E era verdade. Entre gargalhadas, cada mesa competia para ver quem soltava a ironia mais cruel sobre os profetas do apocalipse que agora se viram obrigados a pregar esperança com tornozeleira eletrônica.

Mas no canto sombrio do bar, no gueto do Laranja, aquele vizinho que gastava horas para ter o cabelo do Trump, o clima era outro. O pessoal bufava fumaça de F-15 pelas ventas, inconformados. Dudu Bananinha, transmitindo ao vivo dos EUA, ameaçava com caças F-35 contra o Brasil — pedindo pro titio Trump estacionar um porta-aviões na Baía da Guanabara para bombardear, mas poupar o condomínio Vivendas da Barra.

— Doutor, veja a cena — disse eu, erguendo o copo. — O pai condenado, o filho delirante pedindo pix… mas via swift, porque do pix tio Trump não gosta. É a psicanálise em versão stand-up: negação em estado puro, disfarçada de patriotismo com cartão de crédito internacional.

O Doutor suspirou, coçou a barba, tamborilou outra vez os dedos no ritmo do samba e escreveu mais uma nota. Juvenal, mastigando manjubinhas como se fossem dogmas, jogou a frase da noite:

— A festa é apoteose mesmo, mas só vai ser completa quando a justiça virar bloco de rua.

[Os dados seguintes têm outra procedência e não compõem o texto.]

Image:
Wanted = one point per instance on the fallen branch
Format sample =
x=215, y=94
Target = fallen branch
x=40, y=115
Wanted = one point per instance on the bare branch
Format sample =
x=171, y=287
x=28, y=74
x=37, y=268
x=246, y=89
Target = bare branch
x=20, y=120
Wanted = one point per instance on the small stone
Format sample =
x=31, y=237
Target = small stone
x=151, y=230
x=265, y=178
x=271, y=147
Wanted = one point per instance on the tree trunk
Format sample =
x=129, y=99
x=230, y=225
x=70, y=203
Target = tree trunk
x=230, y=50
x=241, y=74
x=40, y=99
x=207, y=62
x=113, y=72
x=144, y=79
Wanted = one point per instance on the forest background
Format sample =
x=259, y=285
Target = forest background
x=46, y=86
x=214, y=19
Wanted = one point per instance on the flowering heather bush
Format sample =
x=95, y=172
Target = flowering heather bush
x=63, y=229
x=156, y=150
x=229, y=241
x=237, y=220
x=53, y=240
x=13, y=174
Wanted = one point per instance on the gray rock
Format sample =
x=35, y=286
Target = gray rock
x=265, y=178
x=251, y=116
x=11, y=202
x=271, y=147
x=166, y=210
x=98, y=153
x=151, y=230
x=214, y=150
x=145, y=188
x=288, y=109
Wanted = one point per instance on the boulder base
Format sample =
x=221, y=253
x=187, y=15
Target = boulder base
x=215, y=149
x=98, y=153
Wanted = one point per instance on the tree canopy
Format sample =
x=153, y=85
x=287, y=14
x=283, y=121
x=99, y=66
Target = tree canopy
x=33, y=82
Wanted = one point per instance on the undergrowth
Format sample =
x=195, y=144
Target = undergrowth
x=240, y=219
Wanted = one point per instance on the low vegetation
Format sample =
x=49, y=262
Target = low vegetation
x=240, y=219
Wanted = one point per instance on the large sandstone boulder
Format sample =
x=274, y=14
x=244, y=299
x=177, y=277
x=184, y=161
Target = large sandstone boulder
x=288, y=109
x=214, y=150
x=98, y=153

Eu quase brindei com ele. Porque Freud diria que a multidão está simbolizando o desejo: quer ver a lei aplicada para cima, e não só para baixo. Bion lembraria que estamos tentando transformar a frustração em pensamento, em vez de delírio coletivo. Mas, convenhamos, nada mais terapêutico do que rir de Malafaia em mesa de bar.

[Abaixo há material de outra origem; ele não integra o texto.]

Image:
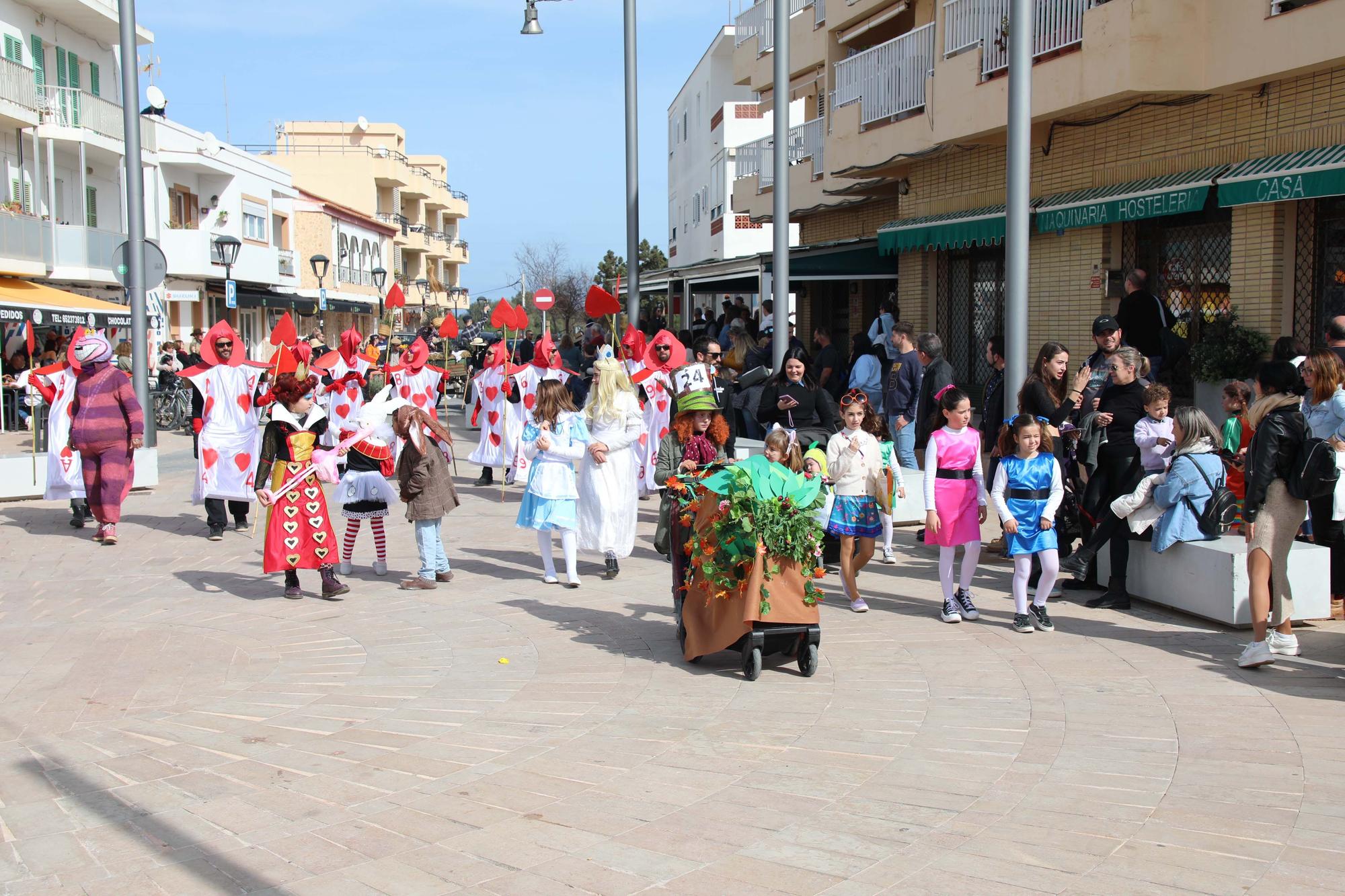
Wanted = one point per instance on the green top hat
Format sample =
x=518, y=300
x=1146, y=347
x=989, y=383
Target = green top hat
x=695, y=401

Foi então que o Doutor ergueu os olhos e, pela primeira vez na noite, quebrou o silêncio:

— A verdadeira apoteose não está no camburão, mas na gargalhada.

E ali estava a catarse: entre chope, samba e sarcasmo, o bar inteiro viveu a saúde mental em sua forma mais simples — rir do poder, elaborar a frustração e brindar a esperança.